September 24, 2004

poster children 'on the offensive'

It's a difficult proposal, making a political record. More often than not, political songs--no matter how good they might be--often have a very short shelf life; after all, does anyone still heed--or care about--the issues that inspired the songs "Sun City," "Hurricane" or "Give Ireland Back To The Irish?" When dealing with political records, the line between 'timely' and 'timeless' is very, very fine. I have no problem with artists making a political statement; I do, however, find that many political records are often lacking in continual listenability; who wants to listen to preaching (often self-righteous preaching at that) on a repeat basis?

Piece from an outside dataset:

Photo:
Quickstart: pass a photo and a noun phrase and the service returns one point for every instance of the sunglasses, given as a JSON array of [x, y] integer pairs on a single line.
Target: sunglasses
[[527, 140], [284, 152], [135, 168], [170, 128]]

Alt-rock veterans Poster Children decided they were "pissed off" about the current state of affairs, and that they "didn't feel like keeping it to ourselves." Understandable, considering the (occasionally absurd) hysteria concering the upcoming election. Political differences aside, I have to give Poster Children credit; they understood that a timely record full of political songs might not make for a good listen, or perhaps they knew they couldn't make a good, original political song. So they decided to do the next best thing: a cover of political songs by the bands they admired!

Following on the heels of their red-hot return to form, No More Songs About Sleep and Fire, Poster Children do add a great deal of sparkle to these old songs. They might not completely make the songs their own, but they certainly breathe new life into them. As you'd expect, the majority of these songs are from punk bands; their covers of X's "The New World, Fear's "Let's Have a War" and Husker Du's "Divide and Conquer" sound inspired. Of course, you'd expect a collection of political music to contain a Clash song, and they offer "Clampdown," one of the lesser Clash numbers, and it didn't move me here, either. The two surprises are XTC's "Complicated Game," a great song that the band does justice and the surprising yet painfully obvious cover of Heaven 17's "(We Don't Need This) Fascist Groove Thang." While interesting on paper, their cover doesn't really work, and the song simply sounds like a long-lost Jawbox outtake.

While I have to give them credit for trying something new--and their covers of "Complicated Game" and "Divide " are really good, but that's because the original songs were good. A noble-minded experiment that, like most political music, will soon be dated. My question is this: will On The Offensive go out of print when George Bush is reelected?